The Joe Manchin Problem

Ari Arceo
The Progressive Teen
5 min readJul 29, 2021

Joe Manchin is hard to read. He’s a Democrat with exceptionally strong support in a state that overwhelmingly voted for Trump. Not even Kyrsten Sinema has such an electoral divide. Many progressive people balk at his conservative beliefs. This guy is their ticket to electoral success? This guy is the key to passing progressive policy?
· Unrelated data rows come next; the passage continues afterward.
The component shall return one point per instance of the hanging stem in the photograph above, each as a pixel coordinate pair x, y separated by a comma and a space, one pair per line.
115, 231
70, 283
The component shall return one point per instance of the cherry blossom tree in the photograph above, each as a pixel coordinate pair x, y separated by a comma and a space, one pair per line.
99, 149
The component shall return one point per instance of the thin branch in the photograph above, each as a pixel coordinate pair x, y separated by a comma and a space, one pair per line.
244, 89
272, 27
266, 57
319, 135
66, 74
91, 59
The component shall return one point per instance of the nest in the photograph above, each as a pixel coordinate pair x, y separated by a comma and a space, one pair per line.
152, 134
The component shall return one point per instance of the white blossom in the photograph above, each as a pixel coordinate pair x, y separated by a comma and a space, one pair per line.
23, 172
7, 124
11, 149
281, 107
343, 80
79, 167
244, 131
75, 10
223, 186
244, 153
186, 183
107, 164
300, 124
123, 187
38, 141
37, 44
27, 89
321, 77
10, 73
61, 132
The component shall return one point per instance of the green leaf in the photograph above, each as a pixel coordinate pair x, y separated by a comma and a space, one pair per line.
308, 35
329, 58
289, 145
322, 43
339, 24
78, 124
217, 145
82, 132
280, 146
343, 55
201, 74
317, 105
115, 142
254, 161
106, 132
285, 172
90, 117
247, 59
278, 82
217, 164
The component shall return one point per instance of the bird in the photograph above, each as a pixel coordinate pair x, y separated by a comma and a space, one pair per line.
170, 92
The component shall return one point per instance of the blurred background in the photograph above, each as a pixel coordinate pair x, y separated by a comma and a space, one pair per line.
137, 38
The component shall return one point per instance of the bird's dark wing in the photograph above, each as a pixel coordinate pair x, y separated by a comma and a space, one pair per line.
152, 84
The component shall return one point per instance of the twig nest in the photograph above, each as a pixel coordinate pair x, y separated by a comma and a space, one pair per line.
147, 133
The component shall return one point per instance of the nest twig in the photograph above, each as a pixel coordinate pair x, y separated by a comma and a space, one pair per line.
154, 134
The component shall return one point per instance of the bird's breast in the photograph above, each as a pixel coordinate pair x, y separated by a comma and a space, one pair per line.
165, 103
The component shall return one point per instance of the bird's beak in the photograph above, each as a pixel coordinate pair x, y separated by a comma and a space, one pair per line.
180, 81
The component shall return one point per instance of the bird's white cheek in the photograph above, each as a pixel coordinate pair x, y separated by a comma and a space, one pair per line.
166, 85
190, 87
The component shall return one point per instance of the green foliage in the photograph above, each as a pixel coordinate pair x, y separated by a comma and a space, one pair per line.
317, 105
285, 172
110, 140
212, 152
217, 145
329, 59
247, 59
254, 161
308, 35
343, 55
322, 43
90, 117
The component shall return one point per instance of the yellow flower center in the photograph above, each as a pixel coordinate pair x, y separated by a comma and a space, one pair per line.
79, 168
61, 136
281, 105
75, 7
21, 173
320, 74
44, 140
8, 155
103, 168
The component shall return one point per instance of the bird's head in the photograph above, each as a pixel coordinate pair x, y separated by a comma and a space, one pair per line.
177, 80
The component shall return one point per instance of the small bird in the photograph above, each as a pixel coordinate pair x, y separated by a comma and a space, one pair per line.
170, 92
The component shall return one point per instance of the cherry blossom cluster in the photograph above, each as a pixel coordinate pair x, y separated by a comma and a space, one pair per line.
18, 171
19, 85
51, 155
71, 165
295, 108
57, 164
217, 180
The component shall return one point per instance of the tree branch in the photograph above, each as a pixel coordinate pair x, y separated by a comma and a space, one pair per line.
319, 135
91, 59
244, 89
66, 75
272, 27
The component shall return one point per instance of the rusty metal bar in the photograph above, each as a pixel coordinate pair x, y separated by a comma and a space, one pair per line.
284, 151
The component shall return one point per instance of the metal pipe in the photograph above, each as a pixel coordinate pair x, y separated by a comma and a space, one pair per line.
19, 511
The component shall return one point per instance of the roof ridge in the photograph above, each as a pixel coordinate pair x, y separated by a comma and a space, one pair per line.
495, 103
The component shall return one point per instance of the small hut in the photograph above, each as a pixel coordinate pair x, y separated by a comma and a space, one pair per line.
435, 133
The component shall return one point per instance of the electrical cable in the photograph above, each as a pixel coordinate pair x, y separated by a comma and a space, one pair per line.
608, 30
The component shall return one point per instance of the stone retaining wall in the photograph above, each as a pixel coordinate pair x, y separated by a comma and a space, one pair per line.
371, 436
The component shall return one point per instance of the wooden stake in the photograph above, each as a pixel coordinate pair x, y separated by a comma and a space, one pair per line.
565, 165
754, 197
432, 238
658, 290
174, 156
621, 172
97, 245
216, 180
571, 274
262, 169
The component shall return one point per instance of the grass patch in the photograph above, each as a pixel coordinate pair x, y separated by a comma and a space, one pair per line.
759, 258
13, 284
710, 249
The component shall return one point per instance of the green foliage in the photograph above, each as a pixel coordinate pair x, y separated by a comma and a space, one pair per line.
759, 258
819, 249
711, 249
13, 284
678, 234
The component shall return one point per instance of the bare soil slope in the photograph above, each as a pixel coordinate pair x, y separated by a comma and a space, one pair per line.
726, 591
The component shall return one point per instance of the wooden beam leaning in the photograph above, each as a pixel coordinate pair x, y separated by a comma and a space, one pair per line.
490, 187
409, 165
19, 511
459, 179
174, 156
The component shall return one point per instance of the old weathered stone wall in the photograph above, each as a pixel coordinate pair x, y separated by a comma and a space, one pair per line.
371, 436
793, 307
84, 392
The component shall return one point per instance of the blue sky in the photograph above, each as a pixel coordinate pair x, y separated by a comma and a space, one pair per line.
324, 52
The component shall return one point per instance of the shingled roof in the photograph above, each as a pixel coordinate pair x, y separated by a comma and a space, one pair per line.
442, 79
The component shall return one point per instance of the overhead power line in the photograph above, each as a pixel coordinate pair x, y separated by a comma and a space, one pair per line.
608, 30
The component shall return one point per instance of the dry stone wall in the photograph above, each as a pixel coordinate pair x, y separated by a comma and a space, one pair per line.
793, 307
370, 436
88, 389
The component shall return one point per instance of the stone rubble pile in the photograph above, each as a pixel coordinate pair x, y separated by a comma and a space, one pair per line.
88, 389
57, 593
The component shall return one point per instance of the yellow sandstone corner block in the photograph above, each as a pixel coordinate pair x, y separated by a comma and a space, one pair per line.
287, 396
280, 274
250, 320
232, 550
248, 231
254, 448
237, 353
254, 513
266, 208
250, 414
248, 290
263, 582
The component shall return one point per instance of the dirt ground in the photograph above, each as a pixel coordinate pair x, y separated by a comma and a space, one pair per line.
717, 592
Manchin’s an old fashioned Senator in a world that’s changing. Yet, he’s still there, a vestige of the old-time politics of the US. Take his uncle, Antonio James Manchin. In 1927, A. James Manchin was born in a small coal mining town of Farmington, West Virginia to Italian immigrants. At 21 years young, he was elected to the West Virginia House of Delegates in 1948. While his tenure at that position was short, he still became an incredibly popular politician. In 1973, he was appointed to run an environmental program which removed and recycled over 100,000 of junked cars littered around the state. Around this time in West Virginia history, the Democrats are incredibly popular.

West Virginia is covered with coal mines and mountain ranges. Surrounding it are big players such as the historically and politically significant Virginia and Maryland, the industrious Pennsylvania and Ohio. However, deep in the ground lies a mountain of coal, stretching from Pennsylvania to Alabama.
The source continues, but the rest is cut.